Forderung nach materieller Verbesserung

Die erst vor wenigen Wochen zur ersten Stasi-Beauftragten des Landes Brandenburg gewählte ehemalige DDR-Bürgerrechtlerin Ulrike Poppe bezeichnete es in ihrer Rede als etwas „Selbstverständliches“, daß sich die Politik an die Seite derjenigen stellt, „die sich der kommunistischen Diktatur verweigerten“.

Dies erfordere jedoch deutlich mehr als bloße Gesten an den Gedenktagen, sagte Poppe. Erforderlich sei es auch weiterhin, für die Verbesserung der sozialen und materiellen Situation der Opfer dieses Systems aktiv einzutreten. Denn wer unter den damaligen Bedingungen in der Sowjetischen Besatzungszone und späteren DDR für demokratische und freiheitliche Werte eingetreten sei und damit oft Repressionen, Verhaftungen oder eine berufliche Benachteiligung erlitten habe, dürfe heute auf keinem Fall schlechter gestellt werden als die damaligen Täter und Mitläufer. Doch auch zwanzig Jahre nach dem Ende der SED-Diktatur sei eine solche Haltung keineswegs ein allgemeiner politischer und gesellschaftlicher Konsens. Dies wiederum führe dazu, daß Parteien, welche die kommunistische Diktatur verharmlosen, immer noch viele Stimmen bei Wahlen erhielten, sagte Poppe.

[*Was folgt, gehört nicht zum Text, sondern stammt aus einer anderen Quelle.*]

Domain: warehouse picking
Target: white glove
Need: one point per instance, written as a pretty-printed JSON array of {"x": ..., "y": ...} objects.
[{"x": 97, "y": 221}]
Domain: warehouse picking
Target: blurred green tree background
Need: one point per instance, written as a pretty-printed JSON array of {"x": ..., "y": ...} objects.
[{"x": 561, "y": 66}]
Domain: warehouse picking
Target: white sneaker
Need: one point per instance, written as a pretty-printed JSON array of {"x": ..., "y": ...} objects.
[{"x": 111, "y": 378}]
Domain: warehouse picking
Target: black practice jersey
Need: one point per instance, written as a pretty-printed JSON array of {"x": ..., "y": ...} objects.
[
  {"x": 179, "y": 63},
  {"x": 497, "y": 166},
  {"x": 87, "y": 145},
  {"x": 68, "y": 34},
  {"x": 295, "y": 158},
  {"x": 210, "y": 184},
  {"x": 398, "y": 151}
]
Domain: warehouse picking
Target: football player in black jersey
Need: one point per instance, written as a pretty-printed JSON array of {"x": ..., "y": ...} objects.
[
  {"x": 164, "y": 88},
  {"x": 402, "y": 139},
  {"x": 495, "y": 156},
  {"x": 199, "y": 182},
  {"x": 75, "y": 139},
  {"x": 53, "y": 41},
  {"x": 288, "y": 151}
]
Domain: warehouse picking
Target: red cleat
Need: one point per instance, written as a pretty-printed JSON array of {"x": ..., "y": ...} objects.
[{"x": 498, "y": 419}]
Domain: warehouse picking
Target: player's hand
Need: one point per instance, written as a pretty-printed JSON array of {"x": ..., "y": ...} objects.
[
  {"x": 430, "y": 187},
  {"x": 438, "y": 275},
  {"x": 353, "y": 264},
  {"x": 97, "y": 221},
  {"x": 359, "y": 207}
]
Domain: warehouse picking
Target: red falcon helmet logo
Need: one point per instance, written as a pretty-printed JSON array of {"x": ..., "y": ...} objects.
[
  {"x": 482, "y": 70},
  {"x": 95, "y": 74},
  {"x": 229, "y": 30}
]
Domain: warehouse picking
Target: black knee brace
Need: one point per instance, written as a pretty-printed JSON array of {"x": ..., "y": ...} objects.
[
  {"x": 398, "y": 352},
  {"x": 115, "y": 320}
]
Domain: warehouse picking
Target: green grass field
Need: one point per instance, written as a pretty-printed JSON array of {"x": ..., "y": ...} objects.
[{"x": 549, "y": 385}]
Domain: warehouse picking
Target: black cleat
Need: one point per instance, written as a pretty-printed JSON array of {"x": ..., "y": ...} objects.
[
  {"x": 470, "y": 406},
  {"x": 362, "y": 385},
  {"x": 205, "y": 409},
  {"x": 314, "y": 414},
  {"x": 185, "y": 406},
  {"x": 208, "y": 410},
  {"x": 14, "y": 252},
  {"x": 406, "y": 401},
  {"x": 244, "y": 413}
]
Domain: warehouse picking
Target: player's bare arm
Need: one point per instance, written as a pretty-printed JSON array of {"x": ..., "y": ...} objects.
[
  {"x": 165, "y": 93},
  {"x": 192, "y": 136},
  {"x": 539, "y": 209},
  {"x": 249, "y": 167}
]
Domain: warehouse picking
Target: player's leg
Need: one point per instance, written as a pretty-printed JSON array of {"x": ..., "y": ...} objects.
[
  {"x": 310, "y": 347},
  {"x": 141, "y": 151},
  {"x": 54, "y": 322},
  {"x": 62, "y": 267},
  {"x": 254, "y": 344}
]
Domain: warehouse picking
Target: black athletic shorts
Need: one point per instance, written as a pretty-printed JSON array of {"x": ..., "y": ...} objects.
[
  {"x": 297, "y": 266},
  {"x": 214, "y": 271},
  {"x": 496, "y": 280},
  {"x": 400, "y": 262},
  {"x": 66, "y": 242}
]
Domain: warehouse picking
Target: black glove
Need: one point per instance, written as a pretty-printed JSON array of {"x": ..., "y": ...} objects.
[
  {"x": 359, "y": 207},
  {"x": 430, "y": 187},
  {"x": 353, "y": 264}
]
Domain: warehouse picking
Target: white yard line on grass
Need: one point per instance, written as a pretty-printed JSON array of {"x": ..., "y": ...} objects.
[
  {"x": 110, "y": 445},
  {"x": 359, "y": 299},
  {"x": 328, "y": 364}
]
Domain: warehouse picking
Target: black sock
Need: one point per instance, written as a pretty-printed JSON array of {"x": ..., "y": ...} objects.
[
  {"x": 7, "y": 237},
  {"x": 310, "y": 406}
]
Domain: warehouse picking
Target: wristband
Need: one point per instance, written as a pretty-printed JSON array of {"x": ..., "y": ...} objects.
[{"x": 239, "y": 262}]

Ebenso wie Poppe kritisierte die Brandenburger FDP-Landtagsabgeordnete Linda Teuteberg, daß bis heute viele Politiker den Interessen der ehemaligen Täter der kommunistischen Diktatur eine größere Aufmerksamkeit schenkten als den Opfern. So seien gerade in Brandenburg  politische Debatten jahrelang von den Forderungen ehemaliger Begünstigter geprägt worden, die sich beispielsweise sehr intensiv dafür eingesetzt hätten, daß ihre Mittäterschaft in der Diktatur zu keinen Nachteilen bei der Besetzung von Stellen im öffentlichen Dienst führte. Dagegen seien all diejenigen, die „Anstand und Zivilcourage“ auch in dieser Zeit bewahrt hätten, nur sehr selten angemessen berücksichtigt worden.

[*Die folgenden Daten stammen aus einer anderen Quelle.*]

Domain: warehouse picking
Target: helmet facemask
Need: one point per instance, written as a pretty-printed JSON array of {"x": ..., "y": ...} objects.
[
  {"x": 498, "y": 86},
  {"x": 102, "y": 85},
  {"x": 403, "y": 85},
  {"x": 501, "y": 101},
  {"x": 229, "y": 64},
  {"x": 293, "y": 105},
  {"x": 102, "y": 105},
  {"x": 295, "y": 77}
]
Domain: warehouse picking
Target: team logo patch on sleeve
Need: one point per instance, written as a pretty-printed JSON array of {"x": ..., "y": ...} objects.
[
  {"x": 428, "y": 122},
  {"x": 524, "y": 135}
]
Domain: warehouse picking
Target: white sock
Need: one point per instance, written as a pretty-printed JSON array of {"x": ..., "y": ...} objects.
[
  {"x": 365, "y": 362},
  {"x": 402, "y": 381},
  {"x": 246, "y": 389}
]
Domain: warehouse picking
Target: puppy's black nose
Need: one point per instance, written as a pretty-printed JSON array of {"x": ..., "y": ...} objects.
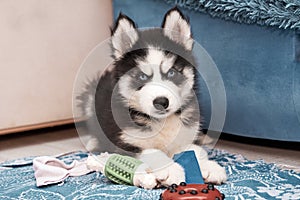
[{"x": 161, "y": 103}]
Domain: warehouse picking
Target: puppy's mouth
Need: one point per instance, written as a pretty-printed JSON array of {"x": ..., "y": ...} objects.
[{"x": 162, "y": 112}]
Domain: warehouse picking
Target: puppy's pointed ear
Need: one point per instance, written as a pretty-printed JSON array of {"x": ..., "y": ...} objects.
[
  {"x": 177, "y": 28},
  {"x": 124, "y": 35}
]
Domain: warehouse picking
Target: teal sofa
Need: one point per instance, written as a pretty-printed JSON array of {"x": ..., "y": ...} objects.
[{"x": 256, "y": 47}]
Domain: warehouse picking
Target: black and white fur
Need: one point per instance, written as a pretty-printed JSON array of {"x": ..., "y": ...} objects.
[{"x": 145, "y": 102}]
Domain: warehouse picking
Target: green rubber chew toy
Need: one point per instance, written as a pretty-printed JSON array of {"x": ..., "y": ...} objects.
[{"x": 120, "y": 169}]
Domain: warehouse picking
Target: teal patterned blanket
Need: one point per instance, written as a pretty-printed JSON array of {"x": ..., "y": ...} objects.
[{"x": 246, "y": 180}]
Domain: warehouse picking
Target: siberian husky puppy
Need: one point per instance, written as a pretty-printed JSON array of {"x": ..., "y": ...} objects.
[{"x": 146, "y": 102}]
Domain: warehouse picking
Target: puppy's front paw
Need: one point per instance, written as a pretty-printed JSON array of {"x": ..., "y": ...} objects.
[
  {"x": 170, "y": 174},
  {"x": 212, "y": 172}
]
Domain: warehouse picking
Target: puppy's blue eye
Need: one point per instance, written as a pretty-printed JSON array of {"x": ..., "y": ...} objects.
[
  {"x": 143, "y": 77},
  {"x": 171, "y": 73}
]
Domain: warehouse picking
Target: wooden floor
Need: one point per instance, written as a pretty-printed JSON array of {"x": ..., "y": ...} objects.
[{"x": 53, "y": 141}]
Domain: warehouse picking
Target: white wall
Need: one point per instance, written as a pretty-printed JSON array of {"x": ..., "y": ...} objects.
[{"x": 42, "y": 44}]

„Aufgabe der jungen Generation“

Vor diesem Hintergrund bezeichnete es Teuteberg als „Aufgabe der jungen Generation, das Klima des Verschweigens und Vertuschens endlich zu beenden“. Besonders wichtig sei es, bei der Vermittlung historischen Wissens „die Opfer in den Mittelpunkt zu rücken und nicht die Täter“. Die Grundlage dafür sei ein antitotalitärer Konsens, der jungen Menschen immer wieder vermittelt werden müsse.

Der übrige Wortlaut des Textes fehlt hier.